Collaborative Filtering and the Rise of Ensembles
igrigorik writes "First the Netflix challenge was won with the help of ensemble techniques, and now the GitHub challenge is over, and more than half of the top entries are also based on ensembles. Good knowledge of statistics, psychology and algorithms is still crucial, but the ensemble technique alone has the potential to make the collaborative filtering space a lot more, well, collaborative! Here's a look at the basic theory behind ensembles, how they shaped the results of the GitHub challenge, and how this pattern can be used in the future."
So can ensembles be used to create more sophisticated forms of direct democracy? That is, where everyone has input into decision-making, but where that input is vastly more complex than simple majority rule by the mob?
FWIW, this is called open source governance.
Of course having a group of people working together is a strength.
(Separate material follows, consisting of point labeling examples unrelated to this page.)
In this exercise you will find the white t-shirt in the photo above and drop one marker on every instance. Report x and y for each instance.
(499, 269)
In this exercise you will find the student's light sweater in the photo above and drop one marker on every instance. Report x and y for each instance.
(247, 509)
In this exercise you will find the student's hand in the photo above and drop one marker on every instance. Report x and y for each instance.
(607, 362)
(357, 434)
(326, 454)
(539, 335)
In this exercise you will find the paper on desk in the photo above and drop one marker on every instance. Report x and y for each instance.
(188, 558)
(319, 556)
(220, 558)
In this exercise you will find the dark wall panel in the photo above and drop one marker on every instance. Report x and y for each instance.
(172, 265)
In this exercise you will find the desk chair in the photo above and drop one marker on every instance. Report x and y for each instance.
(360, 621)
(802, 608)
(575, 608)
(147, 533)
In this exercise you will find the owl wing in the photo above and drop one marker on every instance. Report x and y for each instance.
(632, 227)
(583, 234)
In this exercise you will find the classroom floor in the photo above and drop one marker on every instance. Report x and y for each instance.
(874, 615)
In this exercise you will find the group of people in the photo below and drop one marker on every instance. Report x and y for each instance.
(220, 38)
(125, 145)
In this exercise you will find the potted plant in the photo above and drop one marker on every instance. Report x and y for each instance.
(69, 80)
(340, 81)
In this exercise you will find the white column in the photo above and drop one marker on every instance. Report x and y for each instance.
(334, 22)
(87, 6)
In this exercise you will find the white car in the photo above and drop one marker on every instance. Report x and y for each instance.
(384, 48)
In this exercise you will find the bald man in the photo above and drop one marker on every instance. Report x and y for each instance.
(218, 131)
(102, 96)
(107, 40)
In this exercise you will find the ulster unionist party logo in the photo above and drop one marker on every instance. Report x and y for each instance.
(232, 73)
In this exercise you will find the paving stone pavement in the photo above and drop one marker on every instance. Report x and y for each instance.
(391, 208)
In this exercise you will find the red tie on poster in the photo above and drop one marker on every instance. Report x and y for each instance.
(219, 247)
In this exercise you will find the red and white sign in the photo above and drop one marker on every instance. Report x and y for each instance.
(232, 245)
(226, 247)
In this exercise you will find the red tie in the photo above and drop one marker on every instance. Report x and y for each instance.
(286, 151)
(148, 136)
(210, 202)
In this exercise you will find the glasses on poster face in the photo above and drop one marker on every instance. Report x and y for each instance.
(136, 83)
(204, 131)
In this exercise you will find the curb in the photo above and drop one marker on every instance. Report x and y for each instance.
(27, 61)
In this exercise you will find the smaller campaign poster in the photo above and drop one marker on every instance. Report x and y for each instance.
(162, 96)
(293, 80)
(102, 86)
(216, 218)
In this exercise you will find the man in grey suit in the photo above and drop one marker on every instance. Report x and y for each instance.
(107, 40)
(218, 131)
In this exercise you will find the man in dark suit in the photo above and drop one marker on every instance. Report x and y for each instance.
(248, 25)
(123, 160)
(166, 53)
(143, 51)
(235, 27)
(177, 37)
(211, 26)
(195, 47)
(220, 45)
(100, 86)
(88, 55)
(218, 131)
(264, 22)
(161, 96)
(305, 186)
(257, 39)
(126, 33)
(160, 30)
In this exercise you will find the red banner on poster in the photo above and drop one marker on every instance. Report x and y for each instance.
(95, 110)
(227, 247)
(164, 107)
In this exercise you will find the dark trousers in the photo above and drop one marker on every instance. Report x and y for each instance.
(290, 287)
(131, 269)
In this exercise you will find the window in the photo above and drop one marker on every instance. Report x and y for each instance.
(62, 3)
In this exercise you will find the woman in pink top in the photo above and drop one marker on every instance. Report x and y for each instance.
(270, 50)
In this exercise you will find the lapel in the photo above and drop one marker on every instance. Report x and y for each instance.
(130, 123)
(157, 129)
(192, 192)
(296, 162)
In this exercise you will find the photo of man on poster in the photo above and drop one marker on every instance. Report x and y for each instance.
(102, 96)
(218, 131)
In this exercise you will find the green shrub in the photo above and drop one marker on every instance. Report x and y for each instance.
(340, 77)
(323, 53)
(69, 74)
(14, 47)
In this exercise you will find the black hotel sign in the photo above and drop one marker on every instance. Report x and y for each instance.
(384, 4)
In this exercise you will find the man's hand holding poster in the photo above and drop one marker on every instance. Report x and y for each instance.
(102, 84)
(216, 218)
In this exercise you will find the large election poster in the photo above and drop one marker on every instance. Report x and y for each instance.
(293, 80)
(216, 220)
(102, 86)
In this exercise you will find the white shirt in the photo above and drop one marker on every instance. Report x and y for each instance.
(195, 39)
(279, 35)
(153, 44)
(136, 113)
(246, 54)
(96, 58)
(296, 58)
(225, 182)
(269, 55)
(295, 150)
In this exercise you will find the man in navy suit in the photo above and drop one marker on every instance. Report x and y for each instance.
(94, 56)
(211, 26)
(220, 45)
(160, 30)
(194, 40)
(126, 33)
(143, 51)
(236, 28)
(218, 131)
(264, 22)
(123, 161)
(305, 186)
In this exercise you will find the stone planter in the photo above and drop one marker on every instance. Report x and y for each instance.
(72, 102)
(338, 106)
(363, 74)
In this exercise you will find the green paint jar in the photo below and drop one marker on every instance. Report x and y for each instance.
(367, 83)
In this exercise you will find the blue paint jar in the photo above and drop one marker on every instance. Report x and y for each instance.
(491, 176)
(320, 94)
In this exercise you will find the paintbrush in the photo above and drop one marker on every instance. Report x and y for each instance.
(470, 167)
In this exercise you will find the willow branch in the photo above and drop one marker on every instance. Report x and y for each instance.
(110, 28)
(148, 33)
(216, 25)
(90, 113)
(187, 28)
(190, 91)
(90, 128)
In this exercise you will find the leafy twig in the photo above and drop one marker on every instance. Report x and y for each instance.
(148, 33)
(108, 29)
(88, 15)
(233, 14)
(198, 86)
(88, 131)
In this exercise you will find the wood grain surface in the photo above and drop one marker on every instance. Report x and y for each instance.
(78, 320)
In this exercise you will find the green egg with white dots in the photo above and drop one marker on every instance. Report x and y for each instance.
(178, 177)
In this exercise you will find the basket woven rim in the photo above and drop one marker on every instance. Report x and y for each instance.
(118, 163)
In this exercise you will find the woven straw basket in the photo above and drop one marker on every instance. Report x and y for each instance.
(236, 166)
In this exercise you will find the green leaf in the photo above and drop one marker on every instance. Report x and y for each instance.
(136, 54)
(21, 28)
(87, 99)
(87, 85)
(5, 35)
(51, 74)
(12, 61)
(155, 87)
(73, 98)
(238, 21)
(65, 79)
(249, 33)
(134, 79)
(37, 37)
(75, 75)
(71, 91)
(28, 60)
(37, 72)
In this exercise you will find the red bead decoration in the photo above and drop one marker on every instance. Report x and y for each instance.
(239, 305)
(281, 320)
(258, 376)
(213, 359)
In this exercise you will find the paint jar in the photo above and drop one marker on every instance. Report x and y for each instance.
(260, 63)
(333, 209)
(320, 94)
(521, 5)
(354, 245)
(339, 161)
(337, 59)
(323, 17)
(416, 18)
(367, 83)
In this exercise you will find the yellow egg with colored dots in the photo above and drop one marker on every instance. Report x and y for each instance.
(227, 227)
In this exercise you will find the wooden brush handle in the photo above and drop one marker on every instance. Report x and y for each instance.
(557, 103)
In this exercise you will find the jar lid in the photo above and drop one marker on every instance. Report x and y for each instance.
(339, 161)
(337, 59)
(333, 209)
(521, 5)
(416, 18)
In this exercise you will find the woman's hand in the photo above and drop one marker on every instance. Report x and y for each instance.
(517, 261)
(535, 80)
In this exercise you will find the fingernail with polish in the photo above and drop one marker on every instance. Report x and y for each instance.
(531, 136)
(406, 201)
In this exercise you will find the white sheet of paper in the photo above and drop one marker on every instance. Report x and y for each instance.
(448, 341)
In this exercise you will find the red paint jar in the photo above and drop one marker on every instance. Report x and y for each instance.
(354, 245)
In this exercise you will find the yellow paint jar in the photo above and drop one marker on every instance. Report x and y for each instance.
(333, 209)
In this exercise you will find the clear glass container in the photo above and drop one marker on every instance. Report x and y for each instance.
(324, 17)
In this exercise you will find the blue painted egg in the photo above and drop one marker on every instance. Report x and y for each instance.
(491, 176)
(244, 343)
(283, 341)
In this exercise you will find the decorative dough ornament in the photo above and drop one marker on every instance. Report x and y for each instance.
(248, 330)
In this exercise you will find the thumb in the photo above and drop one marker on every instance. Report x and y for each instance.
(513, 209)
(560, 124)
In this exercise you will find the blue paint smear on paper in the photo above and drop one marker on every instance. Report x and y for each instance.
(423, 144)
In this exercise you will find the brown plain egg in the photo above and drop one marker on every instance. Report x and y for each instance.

If you are having a bad day or just feel like slacking off some one else is there to pick up the slack and keep the project moving. See also Division of labour http://en.wikipedia.org/wiki/Division_of_labour
There's a lot of argument over why ensemble techniques work well in general, when using them on well-posed statistical problems. But in the collaborative filtering case, they work well at least in part because there's not a canonical way of posing the problem statistically that's also tractable--- there are instead multiple ways to view the problem, which expose different information. Aggregating those views is a pretty straightforward way of getting more information.
For example, you can see the Netflix prize as a few different standard statistical problems. As a per-movie regression, predicting what Person A will rate Movie B, given ratings vector of Person A and the ratings vectors of everyone who's already rated Movie B [the per-person ratings vectors excluding B are the X's, and the ratings on B are the Y's]. Or you slice the movie-ratings matrix the other way, with per-movie ratings vectors as the X's. Add in some other views (those are the two most straightforward), aggregate all the info you get from them, and you do better than any one approach alone.
10 PRINT CHR$(205.5+RND(1)); : GOTO 10
One of the difficulties of ensemble development is weighting the logic that is being develeped. For instance, one of the problems we deal with at my job is matching incoming text to it's cleaned value. We have a list of approved words ['happy', 'sad', 'angry', 'sleepy'], and a text input of 'hap'. We need to determine which valid word 'hap' should match. Some rules I can think of for properly matching are:
:D
1.)Length of input compared to cleaned word.
2.)Number of nonpositional letter matches.
3.)Number of positional letter matches.
Depending on how rules are weighted determines what the answer will be (either sad or happy). I know at my job this weighting process requires very careful politicking.
Here's a stab at 3 sentences:
Making a prediction by running multiple statistical prediction algorithms and combining their results often seems to work well. This is called an "ensemble method". Ensemble methods seem to work particularly well on collaborative filtering problems.
10 PRINT CHR$(205.5+RND(1)); : GOTO 10
Yeah, the term dates back at least to the 1990s. The classic survey paper (over 1000 citations!) on the subject is "Ensemble Methods in Machine Learning" [pdf] by Tom Dietterich (2000), for those who want to glance through a survey. Though be warned that some of its specific conclusions are now dated--- e.g. there's been a *lot* written in both statistics and machine learning since then on what boosting "really" is and why it works.
Dietterich presents the more machine-learning view of it, focused on algorithms, combination of predictions, iterative refinement, etc. The best survey from a statistical approach is probably Ch. 16 of this book by three Stanford profs, which you can probably read some of on Google Books.
10 PRINT CHR$(205.5+RND(1)); : GOTO 10
Algorithms produce better results working in committees, unlike you.